Copying a string with no encodage into a c-string is quite easy:

auto to_c_str(std::string const& str) -> char* {
    auto dest = new char[str.size() + 1];
    return strcpy(dest, str.c_str());
}

But how can I do that with a std::u8string? Is there a STL algorithm that can help with that?

I tried this:

auto to_c_str(std::u8string const& str) -> char8_t* {
    auto dest = new char8_t[str.size() + 1];
    return std::strcpy(dest, str.c_str());
}

But of course, std::strcpy is not overloaded for utf8 strings.

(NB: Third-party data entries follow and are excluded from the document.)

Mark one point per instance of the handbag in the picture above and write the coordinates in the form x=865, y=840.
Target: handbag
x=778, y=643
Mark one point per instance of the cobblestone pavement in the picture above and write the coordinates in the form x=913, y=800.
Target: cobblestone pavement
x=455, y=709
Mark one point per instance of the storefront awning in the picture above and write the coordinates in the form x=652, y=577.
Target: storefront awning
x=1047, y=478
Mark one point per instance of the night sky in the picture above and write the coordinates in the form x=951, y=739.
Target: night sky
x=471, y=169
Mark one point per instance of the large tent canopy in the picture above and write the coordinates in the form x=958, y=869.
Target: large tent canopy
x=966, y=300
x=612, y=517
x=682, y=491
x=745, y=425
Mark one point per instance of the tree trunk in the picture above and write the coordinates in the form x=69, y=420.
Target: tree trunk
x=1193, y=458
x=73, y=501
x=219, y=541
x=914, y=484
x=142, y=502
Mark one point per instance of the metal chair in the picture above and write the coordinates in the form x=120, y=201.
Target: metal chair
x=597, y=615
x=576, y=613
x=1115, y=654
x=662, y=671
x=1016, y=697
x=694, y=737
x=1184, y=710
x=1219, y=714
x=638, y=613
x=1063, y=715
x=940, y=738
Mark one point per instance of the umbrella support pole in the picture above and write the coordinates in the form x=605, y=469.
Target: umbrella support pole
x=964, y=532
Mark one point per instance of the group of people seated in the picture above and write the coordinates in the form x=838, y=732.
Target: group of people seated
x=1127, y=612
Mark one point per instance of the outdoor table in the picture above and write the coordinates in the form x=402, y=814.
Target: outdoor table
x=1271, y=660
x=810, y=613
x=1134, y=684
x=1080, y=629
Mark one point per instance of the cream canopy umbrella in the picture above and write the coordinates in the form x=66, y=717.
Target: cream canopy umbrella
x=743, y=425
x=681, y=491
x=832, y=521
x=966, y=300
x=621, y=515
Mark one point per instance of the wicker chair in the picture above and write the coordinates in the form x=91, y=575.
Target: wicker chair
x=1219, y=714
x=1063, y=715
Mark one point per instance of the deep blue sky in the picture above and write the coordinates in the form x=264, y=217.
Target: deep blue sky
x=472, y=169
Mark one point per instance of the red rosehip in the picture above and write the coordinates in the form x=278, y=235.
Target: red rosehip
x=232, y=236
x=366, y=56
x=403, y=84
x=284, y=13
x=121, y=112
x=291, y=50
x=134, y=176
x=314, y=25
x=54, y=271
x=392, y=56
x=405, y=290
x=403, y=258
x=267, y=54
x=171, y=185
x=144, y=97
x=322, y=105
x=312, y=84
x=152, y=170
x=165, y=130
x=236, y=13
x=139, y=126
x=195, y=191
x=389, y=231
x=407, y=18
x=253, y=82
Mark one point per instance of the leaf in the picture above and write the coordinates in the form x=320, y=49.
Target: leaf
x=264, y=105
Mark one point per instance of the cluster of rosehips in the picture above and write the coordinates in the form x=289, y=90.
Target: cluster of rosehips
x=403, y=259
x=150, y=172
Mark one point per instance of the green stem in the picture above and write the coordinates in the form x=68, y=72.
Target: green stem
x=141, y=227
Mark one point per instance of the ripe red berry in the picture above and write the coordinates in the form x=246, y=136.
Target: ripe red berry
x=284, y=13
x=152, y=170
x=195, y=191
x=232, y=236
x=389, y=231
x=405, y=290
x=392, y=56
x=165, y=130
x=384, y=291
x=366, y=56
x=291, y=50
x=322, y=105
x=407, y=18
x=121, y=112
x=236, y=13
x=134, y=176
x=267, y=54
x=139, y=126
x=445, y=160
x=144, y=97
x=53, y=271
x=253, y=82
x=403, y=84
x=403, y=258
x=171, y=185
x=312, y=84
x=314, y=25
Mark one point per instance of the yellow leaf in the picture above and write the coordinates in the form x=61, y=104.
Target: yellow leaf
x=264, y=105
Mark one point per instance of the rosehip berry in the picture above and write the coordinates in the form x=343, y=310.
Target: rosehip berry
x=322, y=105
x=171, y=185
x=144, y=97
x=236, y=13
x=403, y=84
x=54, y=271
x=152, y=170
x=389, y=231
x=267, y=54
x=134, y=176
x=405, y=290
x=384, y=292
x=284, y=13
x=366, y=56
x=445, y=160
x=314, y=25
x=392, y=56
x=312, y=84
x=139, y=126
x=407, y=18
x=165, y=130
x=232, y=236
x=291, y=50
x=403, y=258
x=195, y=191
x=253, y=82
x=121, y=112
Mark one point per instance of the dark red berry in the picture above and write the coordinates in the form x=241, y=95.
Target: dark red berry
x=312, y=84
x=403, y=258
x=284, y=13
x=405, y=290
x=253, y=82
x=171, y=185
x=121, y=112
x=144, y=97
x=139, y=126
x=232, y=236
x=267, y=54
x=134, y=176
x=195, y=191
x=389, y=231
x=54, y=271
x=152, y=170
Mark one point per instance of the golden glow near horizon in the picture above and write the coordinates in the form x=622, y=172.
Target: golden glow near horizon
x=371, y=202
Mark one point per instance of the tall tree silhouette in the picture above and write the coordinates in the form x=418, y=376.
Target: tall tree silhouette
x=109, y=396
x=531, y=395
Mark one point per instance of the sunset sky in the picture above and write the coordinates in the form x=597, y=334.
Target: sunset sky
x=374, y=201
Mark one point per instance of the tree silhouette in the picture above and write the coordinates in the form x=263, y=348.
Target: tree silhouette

The way UTF-8 is defined, I don't see any problem with what you have. Might as well just use `memcpy` for performance. Or am I missing the point? — DeiDei, Jul 02 '19 at 20:06

Ted Lyngmo · Answer 1 · 2019-07-02T21:20:53.937

10

strcpy isn't needed since you already know the length of what you'd like to copy, so use memcpy:

char8_t* to_c_str(std::u8string const& str) {
    auto dest = new char8_t[str.size() + 1];
    return static_cast<char8_t*>(std::memcpy(dest, str.data(), str.size()+1));
}

or std::copy:

char8_t* to_c_str(std::u8string const& str) {
    auto dest = new char8_t[str.size() + 1];
    std::copy(str.data(), str.data() + str.size() + 1, dest);
    return dest;
}

Since the u8string's own copy() method can't be used to include the null-terminator directly, I'd not use it when copying to a raw char8_t*.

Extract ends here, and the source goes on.